Y entonces, todo se fue a la mierda.
La respuesta del planeta no fue de aceptación. Fue de análisis. Y de juicio. El suelo bajo nuestros pies tembló. Los zarcillos, que hasta ahora habían sido pasivos, se irguieron como cobras. Y se abalanzaron, no sobre nosotros, sino sobre el emisor de Anja. Lo envolvieron, lo aplastaron y lo absorbieron.
Y luego, vinieron a por nosotros.
La biomasa se levantó, creando un muro que nos separó. Vi cómo los zarcillos envolvían a Anja, pero no con violencia. La levantaron suavemente, como si la estuvieran examinando. Su traje empezó a disolverse bajo el contacto, no por ácido, sino como si estuviera siendo descompuesto a nivel molecular. Su grito fue de asombro, no de dolor.
—¡Kenji, ahora! ¡Dispara el puto pulso! —grité en mi comunicador.
—¡No puedo! —respondió su voz, llena de pánico—. ¡Si lo hago, la reacción en cadena podría desestabilizar toda la red y crear una catástrofe ecológica que liberaría miles de gigatoneladas de metano a la atmósfera! ¡Nos freiría a todos!
Estábamos atrapados. La herramienta que habíamos traído para someter al planeta nos destruiría si la usábamos. La arrogancia, de nuevo. Intentando arreglar un problema, habíamos creado uno infinitamente peor.

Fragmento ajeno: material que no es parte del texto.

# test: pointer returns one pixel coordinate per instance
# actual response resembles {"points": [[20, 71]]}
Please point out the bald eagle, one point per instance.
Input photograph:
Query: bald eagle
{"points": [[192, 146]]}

Frente a mí, la pared de biomasa se disolvió. Anja ya no estaba. En su lugar, había una nueva estructura fúngica, con la forma aproximada de un ser humano, que emitía la misma secuencia de luz que ella había programado. El planeta no la había matado. La había… asimilado. La había convertido en parte de su conciencia, en su primera embajadora. Y la nueva "Anja" me miraba, su luz pulsante era una pregunta silenciosa: ¿Y tú? ¿Lucharás? ¿O te unirás al jardín?
No sé cómo escapé. Supongo que la nueva conciencia planetaria, con el eco de Anja en su interior, me dejó ir. Un acto de piedad, o quizás una advertencia. Volví al "Arado", encontré a un Kenji catatónico y logré despegar, dejando atrás ese mundo verde y terrible.
Informamos a Geo-Revival. La misión fue clasificada como un fracaso catastrófico. La Tierra fue declarada zona de cuarentena permanente. Intocable. Incomprensible.
A veces, desde la ventana de mi apartamento en una luna esterilizada que llamamos hogar, miro el punto azul pálido en los mapas estelares. No es azul, claro. Es verde oscuro. Un verde que me persigue en sueños.
No encontramos una simbiosis precaria. La Tierra nos rechazó. O, peor aún, nos perdonó la vida, nos exilió. Nos demostró que no éramos jardineros. Éramos la mala hierba. Y ella, en su agonía, había aprendido a arrancarnos de raíz. La humanidad nunca volverá a casa. Porque la casa ya no es nuestra. Se ha curado de nosotros. Y su silencio, su nueva y terrible vida, es el monumento definitivo a nuestro fracaso. El eco de nuestra arrogancia, resonando en un jardín que nunca entenderemos.